Pero cuando llegaba aproximadamente el quince de julio yo ya echaba de menos a los peques y tenía ganas de volver a empezar con ellos. Sí, señores. Los maestros de corazón se cansan y se esfuerzan muchísimo en todo momento.

Y como todos los trabajadores, se merecen vacaciones. Pero muchos de ellos, viven con tanta intensidad su trabajo que en agosto ya están pensando nuevas cosas por hacer con los estudiantes. 

Una gran parte de la sociedad que habla por hablar VS maestros de corazón

Siempre he defendido que todos tenemos derecho a opinar sobre cualquier tema. Pero también soy consciente que para poder debatir sobre algo hay que argumentar y tener un conocimiento básico de lo que se va a tratar.

¿A qué me refiero con esto? Pues que es muy fácil criticar por criticar. Y gran parte de las personas que critican a los maestros de corazón es porque no tienen ni idea de enseñanza (ojo, no tienen por qué tenerla). 

Y desgraciadamente, en esa “gran parte de la sociedad” también se encuentran los padres y madres (solo algunos) que hagan los maestros de sus hijos siempre les parece mal.

“Pero, ¿es que no vas a utilizar libros de texto este año? Pues vaya formación van a tener tus alumnos”. Y cuando los profesores vuelven a los libros de texto por obligación resulta que escuchan… “es que quizás deberías innovar un poco más en el aula”.

Y es que todo podría ser tan increíblemente fácil y sencillo para todos…

¡Cómo si ser maestro de corazón fuese fácil! No, claro que no lo es (aunque nadie obliga a los futuros maestros a trabajar en un centro educativo). Pero a lo que yo me refiero es que todo sería más sencillo si nos respetáramos y apoyáramos entre todos.

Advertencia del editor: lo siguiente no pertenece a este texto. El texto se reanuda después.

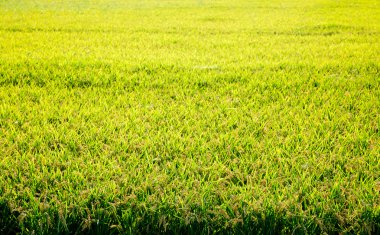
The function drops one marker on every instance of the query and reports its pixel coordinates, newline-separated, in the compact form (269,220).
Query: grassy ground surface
(189,116)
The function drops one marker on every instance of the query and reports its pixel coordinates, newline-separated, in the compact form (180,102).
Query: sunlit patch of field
(189,116)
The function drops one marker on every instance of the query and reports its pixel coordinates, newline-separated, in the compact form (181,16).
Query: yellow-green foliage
(189,116)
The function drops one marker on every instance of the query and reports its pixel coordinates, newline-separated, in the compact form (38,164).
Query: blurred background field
(189,116)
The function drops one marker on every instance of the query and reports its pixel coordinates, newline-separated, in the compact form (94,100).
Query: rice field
(193,116)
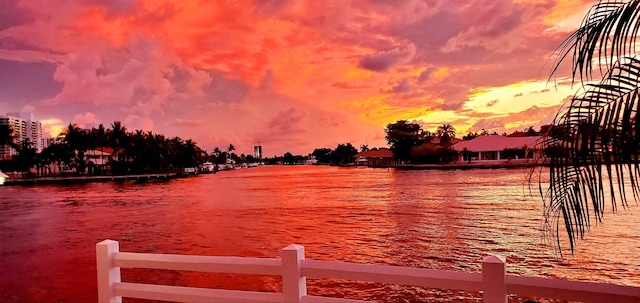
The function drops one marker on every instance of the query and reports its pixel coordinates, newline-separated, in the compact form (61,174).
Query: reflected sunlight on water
(433,219)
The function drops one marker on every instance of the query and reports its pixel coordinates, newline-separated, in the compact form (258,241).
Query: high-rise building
(24,127)
(257,151)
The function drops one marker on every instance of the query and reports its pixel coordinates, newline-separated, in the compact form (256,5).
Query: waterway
(430,219)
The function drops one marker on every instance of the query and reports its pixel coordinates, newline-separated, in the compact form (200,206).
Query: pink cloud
(292,75)
(384,60)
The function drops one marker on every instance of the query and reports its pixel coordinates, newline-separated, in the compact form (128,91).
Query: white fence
(493,281)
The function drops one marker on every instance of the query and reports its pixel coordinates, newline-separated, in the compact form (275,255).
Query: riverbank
(87,179)
(516,163)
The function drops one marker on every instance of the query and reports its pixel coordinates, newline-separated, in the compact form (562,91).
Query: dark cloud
(287,121)
(384,60)
(27,81)
(117,7)
(402,87)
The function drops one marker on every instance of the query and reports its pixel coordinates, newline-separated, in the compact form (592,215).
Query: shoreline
(90,179)
(473,165)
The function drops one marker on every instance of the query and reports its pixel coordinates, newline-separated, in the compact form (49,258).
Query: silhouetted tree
(322,155)
(344,154)
(402,136)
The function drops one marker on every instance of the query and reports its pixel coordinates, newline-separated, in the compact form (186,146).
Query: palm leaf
(593,151)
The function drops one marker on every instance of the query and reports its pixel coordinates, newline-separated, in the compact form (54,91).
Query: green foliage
(594,143)
(343,154)
(322,155)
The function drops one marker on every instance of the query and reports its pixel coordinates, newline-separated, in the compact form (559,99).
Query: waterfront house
(3,177)
(375,157)
(497,148)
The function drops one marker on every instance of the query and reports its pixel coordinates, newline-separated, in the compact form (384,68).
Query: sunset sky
(291,75)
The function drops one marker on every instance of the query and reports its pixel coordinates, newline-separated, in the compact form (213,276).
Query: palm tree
(596,138)
(6,138)
(230,148)
(77,141)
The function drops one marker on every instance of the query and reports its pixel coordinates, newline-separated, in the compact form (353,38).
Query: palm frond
(593,149)
(608,32)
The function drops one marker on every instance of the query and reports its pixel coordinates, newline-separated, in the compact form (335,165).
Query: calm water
(433,219)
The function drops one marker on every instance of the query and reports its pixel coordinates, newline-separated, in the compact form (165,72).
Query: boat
(3,177)
(208,168)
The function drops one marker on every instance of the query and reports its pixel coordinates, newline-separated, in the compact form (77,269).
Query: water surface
(431,219)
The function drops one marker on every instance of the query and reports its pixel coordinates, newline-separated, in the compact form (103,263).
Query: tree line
(80,151)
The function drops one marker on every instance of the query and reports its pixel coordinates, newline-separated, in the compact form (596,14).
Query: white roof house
(491,147)
(3,177)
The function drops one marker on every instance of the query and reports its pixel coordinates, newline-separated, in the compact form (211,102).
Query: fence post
(294,285)
(107,272)
(494,279)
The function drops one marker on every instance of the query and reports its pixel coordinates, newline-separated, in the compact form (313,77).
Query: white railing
(493,281)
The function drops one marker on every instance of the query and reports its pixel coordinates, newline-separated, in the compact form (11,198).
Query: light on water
(431,219)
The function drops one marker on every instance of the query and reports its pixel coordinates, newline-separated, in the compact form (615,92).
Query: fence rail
(493,281)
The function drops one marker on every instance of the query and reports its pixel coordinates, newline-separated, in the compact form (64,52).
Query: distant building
(257,151)
(375,157)
(24,127)
(493,147)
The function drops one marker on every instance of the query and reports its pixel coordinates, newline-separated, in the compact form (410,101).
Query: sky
(290,75)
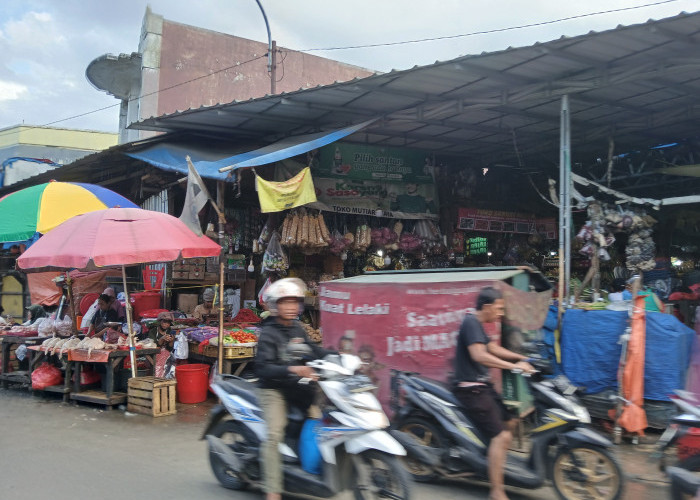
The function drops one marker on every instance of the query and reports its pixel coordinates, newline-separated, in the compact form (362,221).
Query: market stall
(410,320)
(115,237)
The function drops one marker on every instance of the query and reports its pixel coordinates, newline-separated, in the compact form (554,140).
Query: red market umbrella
(634,418)
(116,237)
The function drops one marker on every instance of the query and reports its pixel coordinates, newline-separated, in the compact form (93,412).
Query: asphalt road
(60,451)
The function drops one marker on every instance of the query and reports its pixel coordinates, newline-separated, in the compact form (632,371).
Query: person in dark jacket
(283,348)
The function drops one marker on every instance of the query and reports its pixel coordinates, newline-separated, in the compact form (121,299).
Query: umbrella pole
(69,284)
(221,316)
(130,326)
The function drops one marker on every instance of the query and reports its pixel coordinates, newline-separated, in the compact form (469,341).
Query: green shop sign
(353,161)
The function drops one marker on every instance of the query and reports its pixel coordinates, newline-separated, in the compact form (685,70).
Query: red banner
(410,327)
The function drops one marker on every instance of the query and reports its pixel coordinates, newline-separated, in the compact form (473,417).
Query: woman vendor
(34,312)
(162,332)
(104,314)
(207,307)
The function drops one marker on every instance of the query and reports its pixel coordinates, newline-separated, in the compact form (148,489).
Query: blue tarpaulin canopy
(591,352)
(208,164)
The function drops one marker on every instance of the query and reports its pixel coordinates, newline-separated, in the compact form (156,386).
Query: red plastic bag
(45,376)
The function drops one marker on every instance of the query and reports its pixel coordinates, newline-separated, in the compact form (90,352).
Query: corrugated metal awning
(638,84)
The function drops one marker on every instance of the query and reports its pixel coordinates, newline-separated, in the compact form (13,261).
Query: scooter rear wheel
(586,472)
(426,434)
(235,435)
(382,476)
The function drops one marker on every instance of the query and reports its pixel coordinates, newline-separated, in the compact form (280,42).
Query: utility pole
(271,53)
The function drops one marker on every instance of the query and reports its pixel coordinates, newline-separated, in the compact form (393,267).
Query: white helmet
(284,288)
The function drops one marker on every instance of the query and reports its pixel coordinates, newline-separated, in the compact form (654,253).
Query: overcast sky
(45,45)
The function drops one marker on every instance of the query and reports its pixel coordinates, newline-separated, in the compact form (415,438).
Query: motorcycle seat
(437,389)
(242,388)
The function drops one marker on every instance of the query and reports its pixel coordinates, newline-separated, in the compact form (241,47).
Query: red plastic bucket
(143,301)
(192,383)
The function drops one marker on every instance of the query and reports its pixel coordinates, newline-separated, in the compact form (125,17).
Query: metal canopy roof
(637,84)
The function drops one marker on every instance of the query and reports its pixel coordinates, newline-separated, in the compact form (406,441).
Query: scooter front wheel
(379,475)
(235,435)
(586,472)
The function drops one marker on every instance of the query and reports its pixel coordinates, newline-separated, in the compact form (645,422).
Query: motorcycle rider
(475,354)
(283,347)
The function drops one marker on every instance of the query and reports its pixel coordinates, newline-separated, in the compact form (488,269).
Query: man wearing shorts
(475,354)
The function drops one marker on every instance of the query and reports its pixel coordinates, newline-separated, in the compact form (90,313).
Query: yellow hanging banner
(278,196)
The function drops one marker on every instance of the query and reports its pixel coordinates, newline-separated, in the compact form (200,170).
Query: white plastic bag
(180,347)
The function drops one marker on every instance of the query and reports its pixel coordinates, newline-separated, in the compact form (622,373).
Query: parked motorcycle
(683,424)
(356,451)
(685,481)
(441,441)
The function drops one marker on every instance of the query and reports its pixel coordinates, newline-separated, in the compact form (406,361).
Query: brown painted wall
(188,52)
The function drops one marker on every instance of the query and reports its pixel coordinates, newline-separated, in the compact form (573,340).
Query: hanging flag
(195,199)
(278,196)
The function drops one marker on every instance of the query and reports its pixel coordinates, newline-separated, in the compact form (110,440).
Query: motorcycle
(441,441)
(355,450)
(684,480)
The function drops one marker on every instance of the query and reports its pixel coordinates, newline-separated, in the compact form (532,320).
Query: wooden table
(18,377)
(112,360)
(228,365)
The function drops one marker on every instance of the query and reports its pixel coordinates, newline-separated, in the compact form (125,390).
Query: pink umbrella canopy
(116,237)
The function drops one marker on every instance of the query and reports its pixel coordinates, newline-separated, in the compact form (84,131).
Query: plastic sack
(21,352)
(181,348)
(309,453)
(46,376)
(46,328)
(275,259)
(89,314)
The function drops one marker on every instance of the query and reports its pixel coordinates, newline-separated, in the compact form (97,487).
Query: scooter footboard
(375,440)
(583,436)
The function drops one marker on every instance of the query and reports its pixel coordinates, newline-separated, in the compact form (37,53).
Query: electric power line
(484,32)
(142,96)
(495,30)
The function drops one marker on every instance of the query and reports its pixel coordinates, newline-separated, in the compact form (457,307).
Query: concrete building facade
(180,67)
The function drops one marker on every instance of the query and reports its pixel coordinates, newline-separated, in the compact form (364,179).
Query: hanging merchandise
(279,196)
(275,259)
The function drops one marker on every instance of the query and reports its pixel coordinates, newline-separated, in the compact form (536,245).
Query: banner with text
(499,221)
(357,161)
(363,197)
(409,327)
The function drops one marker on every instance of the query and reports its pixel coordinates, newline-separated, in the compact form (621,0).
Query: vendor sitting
(162,332)
(115,304)
(104,315)
(202,311)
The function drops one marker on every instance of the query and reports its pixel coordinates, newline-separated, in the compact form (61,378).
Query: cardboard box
(186,302)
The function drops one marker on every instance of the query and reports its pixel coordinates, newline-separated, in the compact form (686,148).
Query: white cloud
(10,91)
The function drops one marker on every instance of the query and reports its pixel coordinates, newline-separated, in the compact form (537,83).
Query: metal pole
(566,157)
(270,50)
(562,218)
(220,193)
(130,326)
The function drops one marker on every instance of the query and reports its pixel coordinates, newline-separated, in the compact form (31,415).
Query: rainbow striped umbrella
(40,208)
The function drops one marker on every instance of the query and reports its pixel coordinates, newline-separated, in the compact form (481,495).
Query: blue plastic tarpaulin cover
(591,352)
(172,157)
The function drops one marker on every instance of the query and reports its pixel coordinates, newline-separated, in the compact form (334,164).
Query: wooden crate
(152,396)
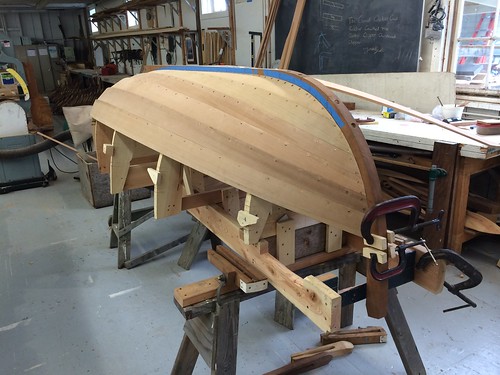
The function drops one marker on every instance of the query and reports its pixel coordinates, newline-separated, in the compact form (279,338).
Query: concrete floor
(66,308)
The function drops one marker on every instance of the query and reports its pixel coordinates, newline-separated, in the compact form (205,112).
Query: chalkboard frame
(355,36)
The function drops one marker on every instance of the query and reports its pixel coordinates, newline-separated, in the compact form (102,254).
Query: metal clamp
(474,276)
(381,276)
(410,202)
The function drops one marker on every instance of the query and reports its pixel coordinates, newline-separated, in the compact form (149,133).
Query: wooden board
(409,111)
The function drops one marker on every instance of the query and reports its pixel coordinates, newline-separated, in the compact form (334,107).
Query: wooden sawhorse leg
(124,219)
(401,334)
(215,337)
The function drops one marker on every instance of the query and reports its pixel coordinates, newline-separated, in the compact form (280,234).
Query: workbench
(471,158)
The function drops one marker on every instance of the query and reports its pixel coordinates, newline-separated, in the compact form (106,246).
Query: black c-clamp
(474,276)
(409,202)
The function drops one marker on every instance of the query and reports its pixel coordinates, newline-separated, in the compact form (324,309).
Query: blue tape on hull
(278,74)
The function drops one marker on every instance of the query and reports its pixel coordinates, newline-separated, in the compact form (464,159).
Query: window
(213,6)
(132,17)
(93,25)
(478,48)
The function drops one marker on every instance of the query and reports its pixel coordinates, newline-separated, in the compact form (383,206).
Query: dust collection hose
(36,148)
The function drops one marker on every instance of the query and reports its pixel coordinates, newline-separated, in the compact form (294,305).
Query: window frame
(488,43)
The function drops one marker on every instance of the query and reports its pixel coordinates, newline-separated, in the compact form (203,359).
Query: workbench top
(422,136)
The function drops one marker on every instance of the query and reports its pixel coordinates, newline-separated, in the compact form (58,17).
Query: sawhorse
(211,330)
(124,219)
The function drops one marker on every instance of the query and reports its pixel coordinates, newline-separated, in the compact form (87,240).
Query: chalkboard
(353,36)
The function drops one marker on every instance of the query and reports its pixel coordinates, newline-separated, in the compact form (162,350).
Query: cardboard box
(95,186)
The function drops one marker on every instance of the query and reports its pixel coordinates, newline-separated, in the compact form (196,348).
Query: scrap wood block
(369,335)
(244,277)
(335,350)
(190,294)
(313,358)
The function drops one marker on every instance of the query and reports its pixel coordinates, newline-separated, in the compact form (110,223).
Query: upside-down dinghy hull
(278,135)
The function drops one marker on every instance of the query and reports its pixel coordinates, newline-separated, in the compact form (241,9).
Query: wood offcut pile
(72,95)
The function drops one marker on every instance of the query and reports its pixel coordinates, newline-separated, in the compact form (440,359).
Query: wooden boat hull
(278,135)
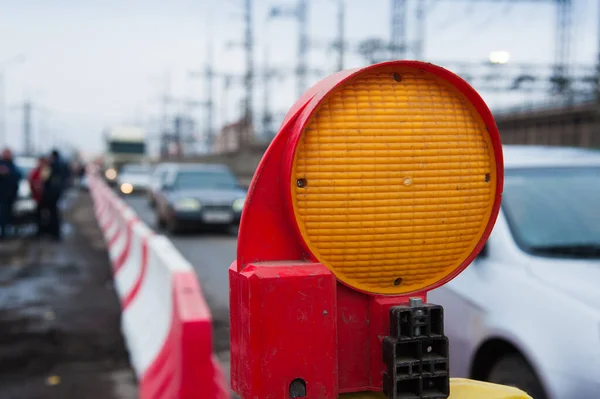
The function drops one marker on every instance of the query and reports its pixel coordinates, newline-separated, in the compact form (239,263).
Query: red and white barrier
(165,319)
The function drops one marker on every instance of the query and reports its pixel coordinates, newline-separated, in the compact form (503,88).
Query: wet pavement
(60,317)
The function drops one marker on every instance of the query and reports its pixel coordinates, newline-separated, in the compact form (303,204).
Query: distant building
(233,136)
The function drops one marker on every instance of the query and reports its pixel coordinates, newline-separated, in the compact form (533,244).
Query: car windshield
(136,170)
(25,166)
(197,179)
(554,211)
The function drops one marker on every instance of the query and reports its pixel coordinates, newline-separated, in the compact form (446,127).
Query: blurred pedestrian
(54,187)
(37,179)
(10,176)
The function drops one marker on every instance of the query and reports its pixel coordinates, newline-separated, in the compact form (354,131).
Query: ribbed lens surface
(393,181)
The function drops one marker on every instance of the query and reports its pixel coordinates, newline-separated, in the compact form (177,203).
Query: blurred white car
(527,311)
(134,178)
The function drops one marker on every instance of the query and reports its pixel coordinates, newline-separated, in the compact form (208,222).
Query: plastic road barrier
(165,319)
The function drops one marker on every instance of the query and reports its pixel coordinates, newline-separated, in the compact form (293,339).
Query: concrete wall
(577,125)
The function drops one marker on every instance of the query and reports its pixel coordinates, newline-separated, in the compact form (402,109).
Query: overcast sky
(92,64)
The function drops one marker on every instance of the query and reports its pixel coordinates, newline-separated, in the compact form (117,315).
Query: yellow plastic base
(460,388)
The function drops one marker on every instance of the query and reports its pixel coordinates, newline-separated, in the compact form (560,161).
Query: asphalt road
(210,253)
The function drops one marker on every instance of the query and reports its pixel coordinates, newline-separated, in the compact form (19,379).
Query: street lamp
(19,59)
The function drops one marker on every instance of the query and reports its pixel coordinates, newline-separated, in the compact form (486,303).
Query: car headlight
(126,188)
(238,204)
(187,204)
(110,174)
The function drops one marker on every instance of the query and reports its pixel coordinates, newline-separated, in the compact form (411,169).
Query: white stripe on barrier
(151,308)
(148,272)
(119,245)
(129,273)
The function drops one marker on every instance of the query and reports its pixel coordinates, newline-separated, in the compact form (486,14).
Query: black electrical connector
(416,353)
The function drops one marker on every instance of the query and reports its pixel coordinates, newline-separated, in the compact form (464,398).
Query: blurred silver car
(527,311)
(197,195)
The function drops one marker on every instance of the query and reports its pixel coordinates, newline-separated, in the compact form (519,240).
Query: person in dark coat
(37,179)
(10,176)
(54,187)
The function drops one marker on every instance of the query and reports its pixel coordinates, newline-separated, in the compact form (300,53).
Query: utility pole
(398,29)
(3,110)
(267,117)
(27,143)
(420,28)
(164,124)
(562,42)
(209,76)
(249,47)
(341,34)
(302,14)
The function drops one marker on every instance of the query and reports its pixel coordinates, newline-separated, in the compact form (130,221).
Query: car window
(136,169)
(25,166)
(196,179)
(554,211)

Las familias no deberían ser enemigas de los profesores. Y los docentes no deberían estar en pie de guerra con los padres y madres. 

Es curioso que muchos maestros y familias quieran favorecer la educación en valores en las aulas y en casa. Pero, ¿Cómo van a fomentar tal cosa si son ellos los que no transmiten empatía, tolerancia y respeto hacia los demás?

Señores y señoras, aprendamos a no juzgar antes de tiempo, a confiar y a trabajar en equipo. Para mí, una de las claves de la educación es que estemos todos unidos en armonía. Y desgraciadamente, eso se queda en un simple sueño.